Tracy chapman is gay

Music is my root of comfort, that thing that automatically eases tension and relieves stress. When the world becomes too much to deal with, I turn to songs that inspire me and have a message that I can relate to. Somehow, the ideal combination of lyrics and instrumentation always helps me touch like I’m not alone. While my process often involves recycling the tracks I know appreciate the back of my hand, sometimes I venture beyond that for something missing from my go-to playlist. That’s how I discovered Tracy Chapman’s 1988 self-titled debut, an album that has single-handedly changed my life. 

At only 23-years-old, I’ve already sectioned my life into two distinct eras: Before Tracy and after Tracy. In the before times, prior to knowing who Chapman is, I was already a fan of female singers of her generation: Stevie Nicks, Annie Lennox, Kate Bush. I was a new Latinx woman attending college in Arizona, but living at home in the Bay Area during the summer. Though I was out to family and friends, I hadn’t yet made the seemingly obligatory, general declaration of my bisexuality. Then, in 2018, I needed a break from the news. Donald Trump was still president and his administration

Ten days ago, I was sobbing my way through one of the optimal Grammys in recent memory and thinking about how much music has impacted me as a storyteller. The performances by two iconic figures from my youth — Tracy Chapman and Joni Mitchell — didn’t just make me cry from their sheer beauty and power, they made me journey support to the times when those two women’s voices and the poetry of their lyrics spoke to me, and even for me, as I navigated some of the most difficult periods of my life.

As I wrote during the Grammys on Twitter/X, “As a young queer gal I will never forget hearing Tracy Chapman singing Brisk Car the first time. It imprinted me forever. Cried real tears watching her perform at the #GRAMMYs.”

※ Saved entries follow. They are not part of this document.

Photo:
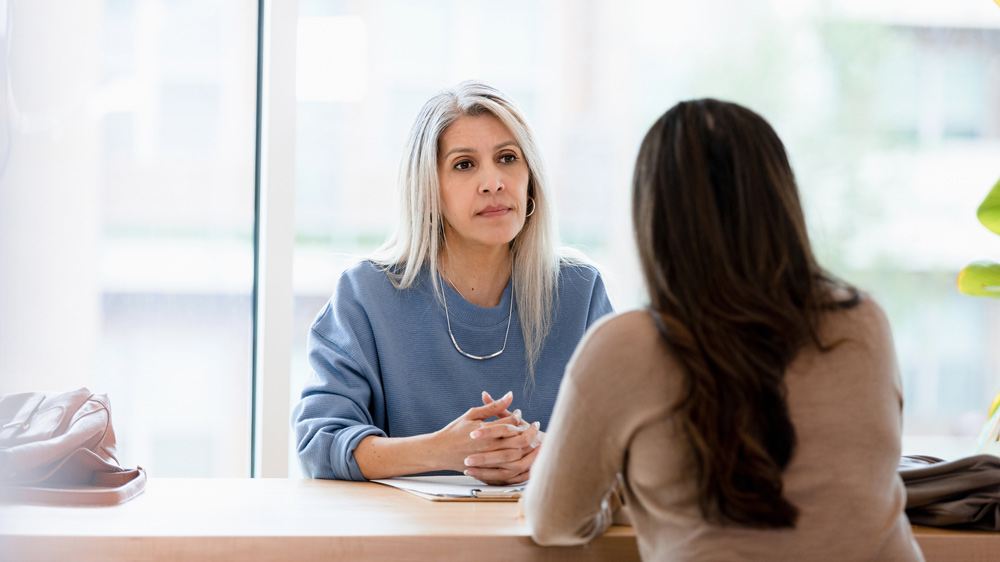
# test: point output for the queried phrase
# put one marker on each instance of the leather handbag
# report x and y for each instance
(962, 493)
(59, 449)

Music is so omnipresent in our society that it often seems more like a constant background buzz rather than the powerful directional gravity it often is. In this 50th year of hip-hop, I think about how the voices of the first women of hip-hop — Queen Latifah, Da Brat, Missy Elliott, Lauryn Hill and Philly’s have Eve — influenced my politics and informed my thinking as a subversive queer writer. Knowing that both Queen Latifah and Da Brat are lesbians added even more power to th

Luke Combs and Tracy Chapman are healing our divide

There are two kinds of social entrepreneurs: those, like us, who work in the nonprofit sector, and those who start social enterprises whose goal is both to promote the public wonderful while supporting their work by making a modest profit.

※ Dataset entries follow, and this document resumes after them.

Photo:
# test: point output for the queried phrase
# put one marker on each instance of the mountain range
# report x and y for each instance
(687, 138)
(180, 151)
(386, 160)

As a social entrepreneur, I was self-taught, neither a theoretician nor a scholar. Over the years, I developed a set of eleven working principles that have get my modus operandi and provide the basic framework for my new book, “From Vision to Action: Remaking the World Through Social Entrepreneurship," from which this series of three articles is adapted. While I applied these principles in nonprofit work, they are also applicable to social enterprisesand to life, in general.

PART ONE

PRINCIPLE #1: START FROM VISION. Social entrepreneurs need to hold a clear vision, and everything they do should be consistent with that vision—or at least not inconsistent with it. A vision may appear in a flash or evolve over many years. My vision was to shift how the world deals with conflict—away from adversarial, win-lose approaches toward non-adversarial,

Question: Is Tracy Chapman a woman? A man?

Answer: Honestly, this is the weirdest question I’ve ever seen about Tracy and I shouldn’t even be answering it. But since there are a lot of questions about Tracy’s gender, and that’s why you’re here on this page. Let’s give HER a chance to answer by quoting her, from an interview she gave to Kristine McKenna (L.A. Times) in 1988.

When asked if she expects that age-old music industry bugaboo, sexism, to impede her progress, Tracy Chapman says:

“Obviously there is sexism in the music business. Women in this industry have had to do things to get their music heard that most male artists aren’t required to complete. Playing the kind of music I do, I naturally address the issue of sexism, and most of my songs are from a female perspective. But I’m not furious about being a lady. I like being a woman!”